LOUISVILLE, Ky. - Southern Baptists will stand firm on biblical principles despite the U.S. Supreme Court ruling that gives same-sex couples the right to marry anywhere in the United States, denominational leaders said Friday.

“I don’t think many people in America are surprised by the SCOTUS ruling in favor of same sex marriage,” said Paul Chitwood, executive director of the Kentucky Baptist Convention. “Given the tenor of the court and the culture, frankly, I would have been shocked by any other outcome.”

Gay and lesbian couples already could marry in 36 states and the District of Columbia. The court's 5-4 ruling means the remaining 14 states, in the South and Midwest, will have to stop enforcing their bans on same-sex marriage.

“Appealing to the First Amendment, biblically faithful Baptists in Kentucky will continue to preach and teach God’s truth on the sanctity of marriage between one man and one woman, as well as the sinfulness of the homosexual lifestyle,” Chitwood said. “Should the First Amendment fail to provide protection to the Church, nothing changes. Like the disciples, those who love the Lord and live by His Word will continue to do what pleases God rather than men, and face whatever consequences Caesar will bring.”

The ruling is the culmination of two decades of Supreme Court litigation over marriage, and gay rights generally.

“This is not the time for Christians to panic,” said Russell Moore, head of The Ethics & Religious Liberty Commission of the Southern Baptist Convention. “We have a God who is sovereign. The Supreme Court can do many things, but the Supreme Court cannot get Jesus Christ back into the grave.”

Moore said Southern Baptists need to respond appropriately.

“Our churches need to be the places that can receive the refugees from the sexual revolution, those who have been hurt and harmed by it,” Moore said. “We can’t do that if we give up the gospel. We can’t do that if we give up what the Bible teaches about marriage and sexuality. And we can’t do that if we’re angry at our neighbors and screaming at them, rather than loving them and speaking to them about the gospel that has saved us.”

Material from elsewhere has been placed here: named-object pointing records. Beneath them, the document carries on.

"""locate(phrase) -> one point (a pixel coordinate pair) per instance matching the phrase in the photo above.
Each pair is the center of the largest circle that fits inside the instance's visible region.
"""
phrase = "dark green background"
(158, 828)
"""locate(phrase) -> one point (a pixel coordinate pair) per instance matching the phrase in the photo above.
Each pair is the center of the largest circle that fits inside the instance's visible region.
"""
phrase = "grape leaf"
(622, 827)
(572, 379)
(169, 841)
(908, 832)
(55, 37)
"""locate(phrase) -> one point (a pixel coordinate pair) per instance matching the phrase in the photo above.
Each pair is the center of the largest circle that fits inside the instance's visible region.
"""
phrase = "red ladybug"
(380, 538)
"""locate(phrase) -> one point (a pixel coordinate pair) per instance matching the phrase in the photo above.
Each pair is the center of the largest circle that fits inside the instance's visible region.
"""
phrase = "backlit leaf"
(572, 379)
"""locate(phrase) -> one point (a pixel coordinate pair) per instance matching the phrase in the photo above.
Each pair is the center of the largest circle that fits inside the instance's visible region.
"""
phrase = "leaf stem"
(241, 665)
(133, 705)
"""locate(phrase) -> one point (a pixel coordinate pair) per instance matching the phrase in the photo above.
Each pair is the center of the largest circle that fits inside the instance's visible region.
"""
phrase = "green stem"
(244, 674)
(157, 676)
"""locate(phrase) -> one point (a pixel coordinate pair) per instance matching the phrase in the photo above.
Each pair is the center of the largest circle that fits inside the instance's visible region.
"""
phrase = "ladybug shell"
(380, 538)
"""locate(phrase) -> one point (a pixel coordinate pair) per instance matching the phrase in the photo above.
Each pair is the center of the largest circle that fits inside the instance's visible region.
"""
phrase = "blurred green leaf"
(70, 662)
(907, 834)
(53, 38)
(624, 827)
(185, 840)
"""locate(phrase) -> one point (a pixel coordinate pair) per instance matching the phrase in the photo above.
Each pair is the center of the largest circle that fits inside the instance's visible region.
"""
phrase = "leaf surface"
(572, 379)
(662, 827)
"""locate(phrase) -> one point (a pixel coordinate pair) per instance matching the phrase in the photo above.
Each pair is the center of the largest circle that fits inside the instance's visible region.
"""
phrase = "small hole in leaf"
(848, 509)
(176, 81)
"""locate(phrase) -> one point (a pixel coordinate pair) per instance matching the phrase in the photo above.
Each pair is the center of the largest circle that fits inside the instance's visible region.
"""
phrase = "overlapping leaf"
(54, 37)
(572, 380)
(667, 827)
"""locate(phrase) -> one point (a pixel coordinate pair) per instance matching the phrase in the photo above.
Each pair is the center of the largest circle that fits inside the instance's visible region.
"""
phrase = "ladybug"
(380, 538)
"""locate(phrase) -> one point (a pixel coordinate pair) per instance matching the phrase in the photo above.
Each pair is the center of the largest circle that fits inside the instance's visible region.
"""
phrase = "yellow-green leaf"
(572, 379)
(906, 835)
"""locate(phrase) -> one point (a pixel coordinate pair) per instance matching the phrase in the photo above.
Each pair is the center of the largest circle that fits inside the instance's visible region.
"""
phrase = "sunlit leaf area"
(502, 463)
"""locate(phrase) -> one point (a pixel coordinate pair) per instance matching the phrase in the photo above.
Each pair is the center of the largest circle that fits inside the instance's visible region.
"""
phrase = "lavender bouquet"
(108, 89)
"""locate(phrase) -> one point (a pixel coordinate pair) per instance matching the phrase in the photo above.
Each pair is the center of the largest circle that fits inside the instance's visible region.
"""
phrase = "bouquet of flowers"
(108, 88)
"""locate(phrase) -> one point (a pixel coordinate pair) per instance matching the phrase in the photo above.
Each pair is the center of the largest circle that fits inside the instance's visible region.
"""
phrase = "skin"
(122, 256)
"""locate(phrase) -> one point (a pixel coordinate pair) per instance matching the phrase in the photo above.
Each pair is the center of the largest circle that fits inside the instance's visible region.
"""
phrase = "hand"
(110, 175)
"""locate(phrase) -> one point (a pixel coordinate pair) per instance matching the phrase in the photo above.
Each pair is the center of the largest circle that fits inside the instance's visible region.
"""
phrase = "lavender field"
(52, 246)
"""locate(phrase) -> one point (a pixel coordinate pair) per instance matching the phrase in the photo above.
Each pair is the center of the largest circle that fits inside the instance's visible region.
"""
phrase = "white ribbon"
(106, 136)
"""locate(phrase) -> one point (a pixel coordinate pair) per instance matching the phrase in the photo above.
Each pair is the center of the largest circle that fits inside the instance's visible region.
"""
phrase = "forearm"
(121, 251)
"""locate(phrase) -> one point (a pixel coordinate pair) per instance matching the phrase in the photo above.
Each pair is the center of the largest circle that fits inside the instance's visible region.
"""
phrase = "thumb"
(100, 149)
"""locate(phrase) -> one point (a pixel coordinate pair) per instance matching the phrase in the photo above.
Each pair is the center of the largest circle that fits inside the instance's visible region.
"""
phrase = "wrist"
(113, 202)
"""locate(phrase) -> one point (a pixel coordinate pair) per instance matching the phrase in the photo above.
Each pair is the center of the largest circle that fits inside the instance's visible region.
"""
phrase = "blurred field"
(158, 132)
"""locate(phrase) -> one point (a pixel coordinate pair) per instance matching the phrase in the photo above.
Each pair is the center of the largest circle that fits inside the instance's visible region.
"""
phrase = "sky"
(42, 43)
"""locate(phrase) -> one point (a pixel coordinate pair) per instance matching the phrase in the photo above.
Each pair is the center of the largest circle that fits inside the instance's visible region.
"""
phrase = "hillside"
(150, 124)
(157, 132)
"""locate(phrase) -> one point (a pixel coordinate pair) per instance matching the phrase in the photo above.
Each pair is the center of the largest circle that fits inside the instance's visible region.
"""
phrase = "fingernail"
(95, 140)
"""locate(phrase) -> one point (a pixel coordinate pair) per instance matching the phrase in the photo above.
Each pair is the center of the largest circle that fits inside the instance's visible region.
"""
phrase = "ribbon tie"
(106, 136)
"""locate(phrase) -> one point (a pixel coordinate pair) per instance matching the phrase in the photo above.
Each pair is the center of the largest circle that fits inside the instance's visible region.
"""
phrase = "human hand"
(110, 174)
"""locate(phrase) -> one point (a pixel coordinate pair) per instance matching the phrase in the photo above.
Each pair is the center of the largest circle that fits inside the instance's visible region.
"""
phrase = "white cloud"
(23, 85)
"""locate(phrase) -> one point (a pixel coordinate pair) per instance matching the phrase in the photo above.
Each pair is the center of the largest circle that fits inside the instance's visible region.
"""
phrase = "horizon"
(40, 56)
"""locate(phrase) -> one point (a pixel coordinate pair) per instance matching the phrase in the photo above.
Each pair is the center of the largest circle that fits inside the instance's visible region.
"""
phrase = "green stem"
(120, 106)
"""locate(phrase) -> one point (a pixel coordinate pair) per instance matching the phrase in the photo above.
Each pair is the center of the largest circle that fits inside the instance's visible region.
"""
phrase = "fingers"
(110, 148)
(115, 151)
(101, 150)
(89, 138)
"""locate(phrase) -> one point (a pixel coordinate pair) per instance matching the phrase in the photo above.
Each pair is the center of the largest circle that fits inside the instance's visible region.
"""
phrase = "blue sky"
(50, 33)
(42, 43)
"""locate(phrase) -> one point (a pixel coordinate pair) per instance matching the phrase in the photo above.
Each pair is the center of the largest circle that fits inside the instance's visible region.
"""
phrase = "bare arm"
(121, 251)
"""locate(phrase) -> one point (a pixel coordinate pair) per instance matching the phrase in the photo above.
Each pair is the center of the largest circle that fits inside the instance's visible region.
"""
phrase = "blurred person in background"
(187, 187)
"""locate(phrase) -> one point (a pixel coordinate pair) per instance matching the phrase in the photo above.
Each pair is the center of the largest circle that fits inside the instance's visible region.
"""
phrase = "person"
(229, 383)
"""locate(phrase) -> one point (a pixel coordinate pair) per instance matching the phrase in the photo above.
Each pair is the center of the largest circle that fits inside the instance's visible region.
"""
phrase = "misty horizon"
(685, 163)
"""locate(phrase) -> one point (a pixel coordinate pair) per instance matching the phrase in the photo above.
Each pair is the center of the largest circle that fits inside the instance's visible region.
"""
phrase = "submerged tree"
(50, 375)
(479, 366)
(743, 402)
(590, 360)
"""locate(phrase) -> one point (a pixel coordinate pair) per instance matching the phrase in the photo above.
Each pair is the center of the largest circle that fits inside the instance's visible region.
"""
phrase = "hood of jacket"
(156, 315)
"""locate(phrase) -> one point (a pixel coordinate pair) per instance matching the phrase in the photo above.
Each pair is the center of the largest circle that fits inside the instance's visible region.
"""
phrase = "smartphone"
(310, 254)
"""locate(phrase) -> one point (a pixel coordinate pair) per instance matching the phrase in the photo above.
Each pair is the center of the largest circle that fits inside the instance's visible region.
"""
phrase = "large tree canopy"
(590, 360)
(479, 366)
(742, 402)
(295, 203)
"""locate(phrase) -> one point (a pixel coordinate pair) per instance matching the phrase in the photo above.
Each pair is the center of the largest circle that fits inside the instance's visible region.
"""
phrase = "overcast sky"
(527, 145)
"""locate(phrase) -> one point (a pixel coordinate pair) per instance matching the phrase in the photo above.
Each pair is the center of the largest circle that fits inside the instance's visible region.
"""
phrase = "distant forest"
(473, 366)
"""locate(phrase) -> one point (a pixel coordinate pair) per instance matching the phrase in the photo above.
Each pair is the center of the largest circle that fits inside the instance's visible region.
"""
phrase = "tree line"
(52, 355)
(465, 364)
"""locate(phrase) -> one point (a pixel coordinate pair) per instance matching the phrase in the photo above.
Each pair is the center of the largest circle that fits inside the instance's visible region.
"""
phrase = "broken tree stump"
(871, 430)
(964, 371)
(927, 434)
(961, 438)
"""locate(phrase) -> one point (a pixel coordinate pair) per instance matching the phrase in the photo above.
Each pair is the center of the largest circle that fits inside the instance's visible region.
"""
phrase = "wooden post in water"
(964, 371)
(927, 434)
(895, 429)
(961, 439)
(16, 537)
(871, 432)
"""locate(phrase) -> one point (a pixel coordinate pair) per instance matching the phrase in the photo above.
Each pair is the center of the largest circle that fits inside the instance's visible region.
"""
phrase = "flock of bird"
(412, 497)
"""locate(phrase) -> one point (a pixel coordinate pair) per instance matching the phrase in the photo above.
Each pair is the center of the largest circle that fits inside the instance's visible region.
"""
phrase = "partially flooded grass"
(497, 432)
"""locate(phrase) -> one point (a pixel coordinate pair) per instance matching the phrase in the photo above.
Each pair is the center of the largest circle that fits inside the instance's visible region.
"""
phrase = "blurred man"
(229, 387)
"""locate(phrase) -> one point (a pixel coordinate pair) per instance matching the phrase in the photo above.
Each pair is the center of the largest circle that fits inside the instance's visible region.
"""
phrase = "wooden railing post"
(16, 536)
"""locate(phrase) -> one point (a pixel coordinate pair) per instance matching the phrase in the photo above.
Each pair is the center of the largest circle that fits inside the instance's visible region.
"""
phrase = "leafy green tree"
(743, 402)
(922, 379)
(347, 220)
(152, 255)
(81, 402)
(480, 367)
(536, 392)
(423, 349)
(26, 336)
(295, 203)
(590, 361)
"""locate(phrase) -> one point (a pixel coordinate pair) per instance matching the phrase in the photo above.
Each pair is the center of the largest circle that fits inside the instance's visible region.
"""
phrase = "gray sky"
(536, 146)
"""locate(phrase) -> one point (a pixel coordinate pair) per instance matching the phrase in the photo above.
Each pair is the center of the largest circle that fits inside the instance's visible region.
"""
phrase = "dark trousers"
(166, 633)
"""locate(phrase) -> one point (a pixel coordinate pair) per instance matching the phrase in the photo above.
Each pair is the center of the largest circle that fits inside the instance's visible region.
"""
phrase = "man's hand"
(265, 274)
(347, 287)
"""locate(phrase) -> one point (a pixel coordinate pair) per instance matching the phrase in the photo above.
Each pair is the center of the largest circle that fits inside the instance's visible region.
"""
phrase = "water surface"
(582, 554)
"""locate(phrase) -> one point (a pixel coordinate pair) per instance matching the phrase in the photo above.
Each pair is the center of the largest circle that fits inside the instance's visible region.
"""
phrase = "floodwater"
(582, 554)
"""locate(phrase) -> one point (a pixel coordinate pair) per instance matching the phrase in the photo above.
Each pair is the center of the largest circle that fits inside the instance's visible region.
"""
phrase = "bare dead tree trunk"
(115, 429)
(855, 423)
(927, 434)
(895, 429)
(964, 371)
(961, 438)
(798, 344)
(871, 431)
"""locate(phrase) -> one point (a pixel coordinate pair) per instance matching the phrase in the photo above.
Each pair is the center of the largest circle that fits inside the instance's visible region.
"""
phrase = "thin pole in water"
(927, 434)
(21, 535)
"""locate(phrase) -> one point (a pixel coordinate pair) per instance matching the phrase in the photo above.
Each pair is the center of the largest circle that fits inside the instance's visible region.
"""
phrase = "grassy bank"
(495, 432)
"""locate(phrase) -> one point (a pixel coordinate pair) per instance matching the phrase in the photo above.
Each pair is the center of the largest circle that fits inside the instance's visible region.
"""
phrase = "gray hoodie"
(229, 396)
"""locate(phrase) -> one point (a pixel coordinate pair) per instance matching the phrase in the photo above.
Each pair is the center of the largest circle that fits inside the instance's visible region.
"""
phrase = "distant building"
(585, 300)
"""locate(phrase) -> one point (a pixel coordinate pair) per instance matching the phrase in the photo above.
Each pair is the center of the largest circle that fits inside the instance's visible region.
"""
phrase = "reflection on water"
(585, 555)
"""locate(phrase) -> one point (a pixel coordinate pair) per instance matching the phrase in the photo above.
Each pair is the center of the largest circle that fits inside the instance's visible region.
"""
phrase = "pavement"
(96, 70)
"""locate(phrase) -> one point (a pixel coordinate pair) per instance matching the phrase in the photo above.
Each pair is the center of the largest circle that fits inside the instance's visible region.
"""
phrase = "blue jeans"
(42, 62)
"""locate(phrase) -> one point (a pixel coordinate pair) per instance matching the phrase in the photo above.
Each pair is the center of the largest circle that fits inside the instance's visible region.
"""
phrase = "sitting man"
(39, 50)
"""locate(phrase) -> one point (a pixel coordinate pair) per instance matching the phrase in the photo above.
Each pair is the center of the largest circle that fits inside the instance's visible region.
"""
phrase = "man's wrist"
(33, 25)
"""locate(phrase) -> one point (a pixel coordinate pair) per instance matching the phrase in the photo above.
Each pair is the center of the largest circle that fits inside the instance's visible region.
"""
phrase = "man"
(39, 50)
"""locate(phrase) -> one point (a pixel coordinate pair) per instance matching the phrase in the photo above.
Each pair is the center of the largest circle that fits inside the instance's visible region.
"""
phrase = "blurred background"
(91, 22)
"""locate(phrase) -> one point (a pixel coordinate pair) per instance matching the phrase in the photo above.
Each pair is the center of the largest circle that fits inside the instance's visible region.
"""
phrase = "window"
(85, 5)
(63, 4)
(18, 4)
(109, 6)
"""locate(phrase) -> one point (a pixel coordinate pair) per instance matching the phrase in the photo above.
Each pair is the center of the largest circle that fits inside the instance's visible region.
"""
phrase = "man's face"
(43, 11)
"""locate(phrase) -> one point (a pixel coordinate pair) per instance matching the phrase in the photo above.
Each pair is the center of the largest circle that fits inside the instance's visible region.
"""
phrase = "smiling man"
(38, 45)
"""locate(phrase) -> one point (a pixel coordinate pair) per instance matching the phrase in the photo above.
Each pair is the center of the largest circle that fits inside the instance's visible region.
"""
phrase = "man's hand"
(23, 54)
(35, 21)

The ruling will not take effect immediately because the court gives the losing side roughly three weeks to ask for reconsideration. But some state officials and county clerks might decide there is little risk in issuing marriage licenses to same-sex couples.

The cases before the court involved laws from Kentucky, Michigan, Ohio and Tennessee that define marriage as the union of a man and a woman. Those states have not allowed same-sex couples to marry within their borders and they also have refused to recognize valid marriages from elsewhere.

Chitwood said one of the most pressing questions involves the issue of religious liberty, pointing out that the ruling addresses that issue.

Justice Anthony Kennedy, writing for the majority, said “it must be emphasized that religions, and those who adhere to religious doctrines, may continue to advocate with utmost, sincere conviction that, by divine precepts, same-sex marriage should not be condoned. The First Amendment ensures that religious organizations and persons are given proper protection as they seek to teach the principles that are so fulfilling and so central to their lives and faiths, and to their own deep aspirations to continue the family structure they have long revered. The same is true of those who oppose same-sex marriage for other reasons.”

The number of states allowing same-sex marriage has grown rapidly. As recently as October, just over one-third of the states permitted same-sex marriage.

There are an estimated 390,000 married same-sex couples in the United States, according to UCLA's Williams Institute, which tracks the demographics of gay and lesbian Americans. Another 70,000 couples living in states that do not currently permit them to wed would get married in the next three years, the institute says. Roughly 1 million same-sex couples, married and unmarried, live together in the United States, the institute says.

The Associated Press provided background used in this story.